We're in the midst of a hard budget year in this state. Choices loom. These choices reflect the kind of people we want to be.

In 2004, more than 30 heads of religious bodies in this state signed "A Common Foundation: Shared Principles for Work on Overcoming Poverty." Two years later, much of the language of those principles was written into a state statute calling for the creation of the Legislative Commission to End Poverty in Minnesota by 2020.

Leaders of both parties recognized the value to the people of this state in creating a common vision for how we might be a place where people do not have to live in poverty. The governor signed the statute, members of both parties were appointed, and the commission is now doing its work.

A few weeks ago, many of these same religious leaders signed another letter, short and to the point: "We are grateful for your establishing this Commission for the high-ground vision of overcoming poverty, and we look forward to supporting that effort. In the meantime [read: in the face of tough budget decisions], please don't take immediate steps that make poverty worse!"

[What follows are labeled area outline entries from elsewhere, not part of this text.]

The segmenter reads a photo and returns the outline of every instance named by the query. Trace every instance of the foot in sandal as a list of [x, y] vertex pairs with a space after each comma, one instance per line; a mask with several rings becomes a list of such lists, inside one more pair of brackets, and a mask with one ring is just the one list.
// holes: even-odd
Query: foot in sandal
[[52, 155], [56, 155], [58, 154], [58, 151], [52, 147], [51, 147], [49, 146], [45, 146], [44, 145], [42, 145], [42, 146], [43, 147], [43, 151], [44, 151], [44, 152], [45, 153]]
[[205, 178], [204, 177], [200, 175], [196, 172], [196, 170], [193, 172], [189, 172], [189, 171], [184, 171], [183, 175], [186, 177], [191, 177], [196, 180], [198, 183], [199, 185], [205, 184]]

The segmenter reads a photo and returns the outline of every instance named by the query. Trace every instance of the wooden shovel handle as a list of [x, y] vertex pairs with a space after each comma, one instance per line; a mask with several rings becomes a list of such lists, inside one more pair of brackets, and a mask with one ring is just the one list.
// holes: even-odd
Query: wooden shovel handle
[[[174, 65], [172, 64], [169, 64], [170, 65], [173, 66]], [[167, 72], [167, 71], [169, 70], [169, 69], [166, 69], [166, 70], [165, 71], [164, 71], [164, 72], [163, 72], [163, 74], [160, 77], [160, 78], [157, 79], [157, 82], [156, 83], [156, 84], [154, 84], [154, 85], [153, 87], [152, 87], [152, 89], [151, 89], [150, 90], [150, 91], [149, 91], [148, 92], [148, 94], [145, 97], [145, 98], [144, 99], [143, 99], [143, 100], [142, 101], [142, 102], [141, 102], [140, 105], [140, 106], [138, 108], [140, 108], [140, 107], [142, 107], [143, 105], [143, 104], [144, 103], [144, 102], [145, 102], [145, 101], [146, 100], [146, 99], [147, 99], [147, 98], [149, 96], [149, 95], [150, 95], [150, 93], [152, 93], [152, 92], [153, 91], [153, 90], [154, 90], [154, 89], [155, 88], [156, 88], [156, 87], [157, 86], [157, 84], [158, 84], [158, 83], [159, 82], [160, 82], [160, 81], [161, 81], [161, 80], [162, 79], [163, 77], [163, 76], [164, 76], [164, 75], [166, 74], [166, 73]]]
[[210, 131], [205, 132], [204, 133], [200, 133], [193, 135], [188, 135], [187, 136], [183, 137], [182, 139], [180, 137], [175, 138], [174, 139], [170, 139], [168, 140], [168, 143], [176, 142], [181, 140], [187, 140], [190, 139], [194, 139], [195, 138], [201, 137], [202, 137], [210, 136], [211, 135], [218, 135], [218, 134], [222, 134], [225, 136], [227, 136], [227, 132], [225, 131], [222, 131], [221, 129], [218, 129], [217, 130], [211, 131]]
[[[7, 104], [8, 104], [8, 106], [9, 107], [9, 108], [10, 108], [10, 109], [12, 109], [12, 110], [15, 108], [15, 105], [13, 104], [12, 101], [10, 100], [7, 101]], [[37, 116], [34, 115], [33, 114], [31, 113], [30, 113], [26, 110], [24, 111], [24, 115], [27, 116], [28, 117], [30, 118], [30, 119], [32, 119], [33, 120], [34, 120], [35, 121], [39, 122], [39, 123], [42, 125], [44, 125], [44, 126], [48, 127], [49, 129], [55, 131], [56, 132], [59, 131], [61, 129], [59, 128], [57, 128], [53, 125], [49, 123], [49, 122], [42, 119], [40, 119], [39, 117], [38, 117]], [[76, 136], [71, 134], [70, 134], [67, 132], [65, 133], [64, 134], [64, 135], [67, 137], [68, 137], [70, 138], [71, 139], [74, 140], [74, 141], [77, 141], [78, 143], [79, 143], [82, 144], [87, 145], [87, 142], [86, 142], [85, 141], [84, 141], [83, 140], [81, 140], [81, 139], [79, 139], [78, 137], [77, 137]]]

Those are precisely the choices now before us in these budget decisions. To make major cuts from the Health Care Access Fund leaves thousands without health insurance (a foolish decision, since when the uninsured get sick, they then go to the emergency room, which is the most expensive provider society has). Outreach dollars that were forecast to enroll 10,000 children and 1,200 adults in health insurance would help lift people toward health and self-sufficient lives. Lacking such care, they will be propelled in the other direction.

Reducing welfare-to-work funding makes the journey out of poverty harder if the poor can't find child care or gain work experience.

Backing off of community services for the disabled sends this population further away from self-sufficiency, into greater dependency and despair -- and in the process ignores the federal matching dollars that assist us in this commitment.

Even transit funding directly affects low-income people's ability to rise out of poverty, since it is this population that is most dependent on transit.

Reducing the renter's credit directly makes the poor more poor.

On and on the list of choices goes. We live up to a commitment to being a place that overcomes poverty, or we make it worse.

To commit ourselves as a whole community to being a place where our neighbors can move out of poverty to full and productive lives is to set our sights on being a strong, interconnected, even noble people. It is deciding to take the high ground. The Legislature has committed itself to those principles. The Legislature and the governor need to be vigilant and courageous as they create a budget that lives out this commitment and doesn't relegate it to the pile of nice-sounding words that have no substance.

I believe the faith community and people from every corner of this state embrace this vision and stand ready to support hard and courageous decisions that move us in that direction.

Peter Rogness is bishop of the St. Paul Area Synod of the Evangelical Lutheran Church in America.